SAVANNAH, GA (WTOC) - A drug already in the hands of first responders to help reverse the effects of an opioid overdose will soon be at a pharmacy near you.
This week, Georgia Governor Nathan Deal asked the Department of Public Health to issue the order on Naloxone. WTOC spoke with lawmakers and advocates who are pushing to make the drug more accessible.
One nasal spray version of Naloxone - Narcan - is carried by police departments and other first responders nationwide, and has been credited with saving hundreds of lives. By taking certain restrictions away, like the need for a prescription, Georgians will be able to bring it home and not wait for an ambulance in the event of an overdose.
Lesli Messinger, Savannah Harm Reduction Coalition, said, "We've been wanting it for a long time to be accessible to every person, because it should be in everybody's medicine cabinet."
Messinger's son died from an opioid overdose, and her goal is to educate others about the dangers of opioid abuse, but also solutions and medicines, like naloxone.
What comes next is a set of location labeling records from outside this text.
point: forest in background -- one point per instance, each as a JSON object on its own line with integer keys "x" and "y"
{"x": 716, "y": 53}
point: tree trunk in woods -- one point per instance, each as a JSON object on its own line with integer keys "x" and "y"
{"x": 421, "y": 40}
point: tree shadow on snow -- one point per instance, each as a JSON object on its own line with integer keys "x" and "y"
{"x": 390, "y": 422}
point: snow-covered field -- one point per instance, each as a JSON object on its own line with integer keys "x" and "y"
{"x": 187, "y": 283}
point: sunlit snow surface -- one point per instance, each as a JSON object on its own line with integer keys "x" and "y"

State Representative Ron Stephens - a pharmacist for decades - applauds the Governor's move and says making Naloxone more readily available for the public will help save the lives of people who have to take opioids for pain.
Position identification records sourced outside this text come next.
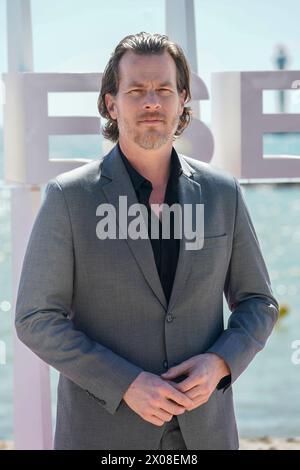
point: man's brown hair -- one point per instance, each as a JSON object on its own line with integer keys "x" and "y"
{"x": 143, "y": 43}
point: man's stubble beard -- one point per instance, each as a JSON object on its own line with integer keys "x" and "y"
{"x": 153, "y": 138}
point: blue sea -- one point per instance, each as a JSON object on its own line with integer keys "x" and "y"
{"x": 267, "y": 393}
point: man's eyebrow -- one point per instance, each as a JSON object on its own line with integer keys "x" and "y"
{"x": 141, "y": 85}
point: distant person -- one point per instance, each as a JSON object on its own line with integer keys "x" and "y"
{"x": 113, "y": 314}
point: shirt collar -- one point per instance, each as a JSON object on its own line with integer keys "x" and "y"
{"x": 138, "y": 179}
"From my point of view, it's about saving somebody's life, and a lot of these things, as I said earlier, are unintentional," said Rep. Stephens.
Rep. Stephens gave the example of someone suffering from debilitating arthritis.
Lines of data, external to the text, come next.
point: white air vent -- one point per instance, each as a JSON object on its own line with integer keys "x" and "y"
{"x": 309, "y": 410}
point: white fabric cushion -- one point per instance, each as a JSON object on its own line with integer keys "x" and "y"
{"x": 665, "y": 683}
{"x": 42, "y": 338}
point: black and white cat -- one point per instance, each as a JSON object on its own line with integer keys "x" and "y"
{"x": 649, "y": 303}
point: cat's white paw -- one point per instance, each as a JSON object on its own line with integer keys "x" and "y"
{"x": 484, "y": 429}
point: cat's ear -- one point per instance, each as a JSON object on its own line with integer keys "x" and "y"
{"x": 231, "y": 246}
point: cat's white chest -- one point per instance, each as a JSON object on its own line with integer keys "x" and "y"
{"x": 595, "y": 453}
"They get used to a level of opiates in their bloodstream just to keep the pain down, so it may be something totally unintentional whenever the pain is just out of control. From my point of view, I would rather save someone's life from an unintentional overdose of a drug that does have beneficial effects."
Stephens says the sale of the drug, which can run from $40 a shot to thousands for more sophisticated kits, will be tracked just like Sudafed.
Governor Deal says he's also planning to introduce new legislation to help combat opioid addiction in Georgia this next legislative session.
In South Carolina, state lawmakers approved a law this year to expand access to Naloxone.
Just like the proposal in Georgia, the South Carolina law allows people to get the anti-overdose drug in pharmacies without a prescription. According to the CDC, 701 South Carolinians died of a drug overdose in 2014.